Contrôle CRS/FATCA
Le seul fait de ne pas avoir déclaré les revenus et le compte bancaire étranger n’est pas suffisant pour démontrer la prétendue intention frauduleuse du contribuable
Depuis quelques années, sur base des informations reçues dans le cadre de l’échange d’informations international CRS et FATCA, l’administration procède à la taxation des revenus mobiliers (dividendes, intérêts, etc.) non déclarés perçus sur un compte détenu à l’étranger.
Elle a développé une pratique généralisée consistant à appliquer (quasi) systématiquement une amende (accroissement) correspondant à 50% du montant de l’impôt que le contribuable doit payer sur les revenus mobiliers qu’il n’a pas déclarés. Il s’agit de l’amende pour l’absence de déclaration d’un revenu avec intention frauduleuse.
L’addition est salée : si un contribuable a perçu des dividendes sur un compte détenu en Allemagne pour 10.000 EUR, il devra payer une taxation de 30% calculée sur 10.000 EUR (déduction faite de l’impôt déjà retenu à l’étranger et sous réserve de l’application de la CPDI), soit 3.000 EUR. L’accroissement sera alors de 1.500 EUR. Au total, 4.500 EUR seront donc à verser au Trésor belge (à majorer des intérêts de retard).
L’administration motive l’application de cet accroissement de 50% (qui est une amende à caractère pénal) par le seul fait que le compte détenu à l’étranger et les revenus mobiliers n’ont pas été déclarés.
Or, un accroissement de 50% ne peut être appliqué que si l’absence de déclaration s’accompagne d’une intention frauduleuse. L’intention frauduleuse correspond à la volonté du contribuable de se procurer un avantage illégal : l’économie d’impôt. En d’autres mots, il savait qu’il devait déclarer ces revenus et a choisi, délibérément, de ne pas le faire pour ne pas payer l’impôt.
L’administration doit toujours prouver cette intention frauduleuse, ce qu’elle ne fait absolument pas dans les actuels redressements fiscaux automatisés. Le simple fait de ne pas déclarer un revenu ne peut jamais suffire à lui seul. Le fisc doit apporter des éléments concrets qui font état de l’intention qui aurait animé le contribuable au moment où il aurait dû déclarer le revenu et a décidé de ne pas le faire.

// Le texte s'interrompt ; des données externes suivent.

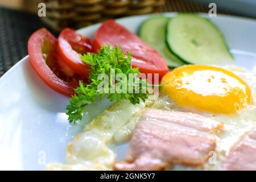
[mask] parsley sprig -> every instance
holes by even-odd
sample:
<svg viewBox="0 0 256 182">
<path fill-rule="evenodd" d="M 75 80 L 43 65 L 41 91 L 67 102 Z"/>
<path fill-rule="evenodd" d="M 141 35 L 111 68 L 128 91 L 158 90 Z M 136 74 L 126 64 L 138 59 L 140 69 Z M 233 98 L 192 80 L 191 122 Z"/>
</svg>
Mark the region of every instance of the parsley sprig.
<svg viewBox="0 0 256 182">
<path fill-rule="evenodd" d="M 76 94 L 71 97 L 69 104 L 66 107 L 70 123 L 75 123 L 76 121 L 81 120 L 85 106 L 95 102 L 98 100 L 101 101 L 106 97 L 111 102 L 115 102 L 126 99 L 133 104 L 139 104 L 141 100 L 144 102 L 148 97 L 147 81 L 146 79 L 139 79 L 137 76 L 140 75 L 141 73 L 138 68 L 132 68 L 131 55 L 130 52 L 127 52 L 127 55 L 125 55 L 118 46 L 112 49 L 109 45 L 107 45 L 102 46 L 97 53 L 87 53 L 80 55 L 80 57 L 84 62 L 91 67 L 89 76 L 90 82 L 85 85 L 82 81 L 80 81 L 79 87 L 75 89 Z M 118 93 L 112 92 L 114 86 L 123 84 L 123 82 L 125 82 L 125 84 L 129 82 L 128 78 L 118 81 L 113 80 L 112 78 L 112 69 L 114 69 L 117 74 L 124 74 L 126 78 L 129 78 L 130 73 L 135 75 L 135 77 L 133 77 L 133 81 L 135 81 L 137 84 L 123 85 L 127 85 L 127 90 L 131 89 L 133 92 Z M 102 82 L 102 80 L 98 78 L 102 73 L 109 78 L 109 84 L 107 88 L 107 93 L 98 89 L 98 86 Z M 123 85 L 121 85 L 122 88 Z M 142 92 L 143 90 L 144 92 Z"/>
</svg>

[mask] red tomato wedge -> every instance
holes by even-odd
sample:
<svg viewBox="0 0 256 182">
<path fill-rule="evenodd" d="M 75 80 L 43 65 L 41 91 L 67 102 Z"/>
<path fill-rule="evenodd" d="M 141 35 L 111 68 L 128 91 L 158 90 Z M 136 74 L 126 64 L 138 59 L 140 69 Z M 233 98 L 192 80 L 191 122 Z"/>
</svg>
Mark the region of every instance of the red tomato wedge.
<svg viewBox="0 0 256 182">
<path fill-rule="evenodd" d="M 155 49 L 113 20 L 104 22 L 98 29 L 93 48 L 97 50 L 107 44 L 130 51 L 133 57 L 133 67 L 139 67 L 141 73 L 159 73 L 160 80 L 168 72 L 164 60 Z"/>
<path fill-rule="evenodd" d="M 78 83 L 71 78 L 73 71 L 60 62 L 56 53 L 57 43 L 55 38 L 46 28 L 36 31 L 30 36 L 28 42 L 30 61 L 48 86 L 60 93 L 70 96 L 74 94 L 73 89 L 77 87 Z"/>
<path fill-rule="evenodd" d="M 57 51 L 65 63 L 76 73 L 85 77 L 89 75 L 90 67 L 82 61 L 79 53 L 93 52 L 89 39 L 67 28 L 59 36 Z"/>
</svg>

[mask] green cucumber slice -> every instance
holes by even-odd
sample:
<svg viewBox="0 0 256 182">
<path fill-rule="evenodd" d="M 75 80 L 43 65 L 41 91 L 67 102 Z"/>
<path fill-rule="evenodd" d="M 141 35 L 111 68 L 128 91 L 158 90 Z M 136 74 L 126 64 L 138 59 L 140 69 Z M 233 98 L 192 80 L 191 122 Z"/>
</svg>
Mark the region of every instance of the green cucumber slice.
<svg viewBox="0 0 256 182">
<path fill-rule="evenodd" d="M 170 67 L 177 67 L 184 63 L 170 50 L 166 43 L 166 24 L 169 18 L 157 16 L 149 18 L 142 23 L 139 35 L 145 42 L 155 48 L 162 55 Z"/>
<path fill-rule="evenodd" d="M 180 14 L 170 19 L 167 29 L 170 48 L 184 61 L 225 65 L 234 60 L 221 32 L 208 19 Z"/>
</svg>

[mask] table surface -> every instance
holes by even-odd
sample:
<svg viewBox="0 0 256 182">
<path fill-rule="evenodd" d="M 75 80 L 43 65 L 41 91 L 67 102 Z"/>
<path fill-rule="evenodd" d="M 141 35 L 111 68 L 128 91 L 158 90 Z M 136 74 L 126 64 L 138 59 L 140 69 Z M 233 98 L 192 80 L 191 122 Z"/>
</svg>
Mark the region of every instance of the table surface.
<svg viewBox="0 0 256 182">
<path fill-rule="evenodd" d="M 162 11 L 208 12 L 208 5 L 185 0 L 167 0 Z M 218 13 L 245 15 L 218 9 Z M 27 55 L 27 40 L 36 30 L 45 27 L 55 35 L 57 33 L 40 21 L 39 17 L 24 11 L 0 7 L 0 77 Z"/>
</svg>

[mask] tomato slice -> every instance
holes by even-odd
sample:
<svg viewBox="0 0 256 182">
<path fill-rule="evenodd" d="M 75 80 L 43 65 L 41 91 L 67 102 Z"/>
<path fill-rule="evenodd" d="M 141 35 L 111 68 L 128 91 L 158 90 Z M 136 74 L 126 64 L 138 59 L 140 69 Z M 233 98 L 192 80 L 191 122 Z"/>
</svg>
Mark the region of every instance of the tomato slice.
<svg viewBox="0 0 256 182">
<path fill-rule="evenodd" d="M 159 80 L 168 72 L 168 68 L 162 56 L 152 47 L 143 42 L 136 35 L 113 20 L 104 22 L 95 34 L 93 48 L 109 44 L 118 46 L 123 51 L 127 51 L 133 56 L 133 67 L 139 67 L 144 73 L 159 73 Z"/>
<path fill-rule="evenodd" d="M 75 93 L 73 89 L 77 87 L 78 83 L 72 78 L 74 72 L 61 62 L 56 53 L 57 43 L 55 38 L 46 28 L 36 31 L 28 42 L 30 61 L 48 86 L 70 96 Z"/>
<path fill-rule="evenodd" d="M 57 51 L 65 63 L 76 73 L 85 77 L 89 76 L 90 67 L 82 61 L 79 53 L 93 52 L 89 39 L 67 28 L 59 36 Z"/>
</svg>

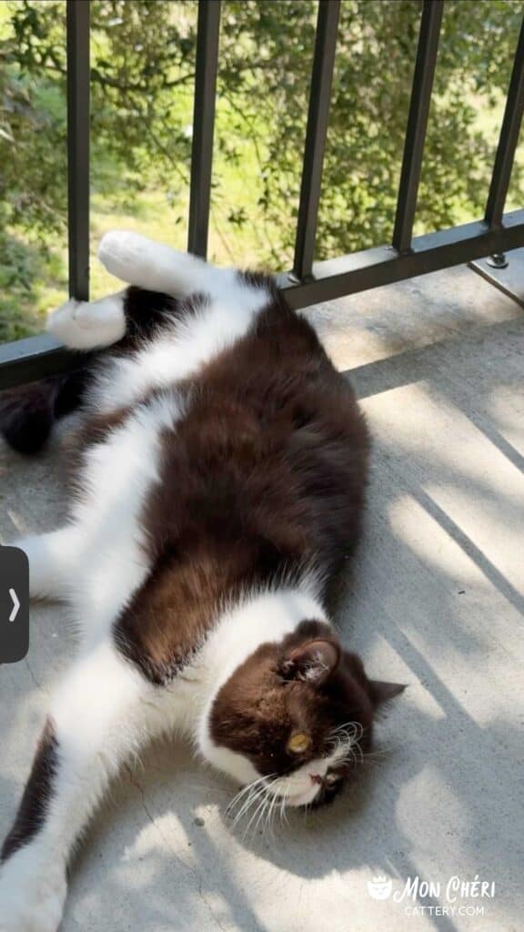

Mille autres raisons peuvent expliquer l’absence de déclaration : vous pensiez que ces revenus n’étaient pas imposés en Belgique ou que la banque avait fait le nécessaire pour vous ; vous avez reçu un compte-titre par héritage et ne vous êtes jamais vraiment intéressé à son contenu ; ou vous avez été tout simplement négligeant.
L’application systématique d’un accroissement d’impôt de 50% est donc tout à fait contestable.
L’administration fiscale vient d’être rappelée à l’ordre par le Tribunal de Première Instance d’Anvers dans un jugement du 3 mai 2021 (n° rôle 20/1393/A). Dans un dossier CRS/FATCA, le tribunal a rappelé que le seul fait que des revenus n’ont pas été déclarés, même s’ils sont importants, ainsi que le compte bancaire étranger, n’est pas suffisant pour démontrer l’intention frauduleuse. A défaut d’autres éléments concrets démontrant l’intention frauduleuse du contribuable, un accroissement d’impôt de 50% ne peut donc être appliqué. Le tribunal a par conséquent ramené l’accroissement à 10% (absence de déclaration sans intention frauduleuse).
Même s’il s’agit d’une évidence juridique, ce jugement est bienvenu en ce qu’il constitue l’une des premières décisions sur cette problématique spécifique des contrôles CRS/FATCA.
L’accroissement de 50% n’est pas le seul enjeu de cette discussion. Le fisc ne peut remonter jusqu’à 7 ans en arrière (à la place de 3 ou de 5) pour investiguer et imposer que si l’intention frauduleuse est démontrée.
Enfin, si un accroissement d’impôt de 50% est appliqué, par exception à la règle générale, les intérêts de retard dus au Trésor belge seront rétroactifs. Le fait d’être considéré comme un fraudeur par l’administration est donc lourd de conséquence.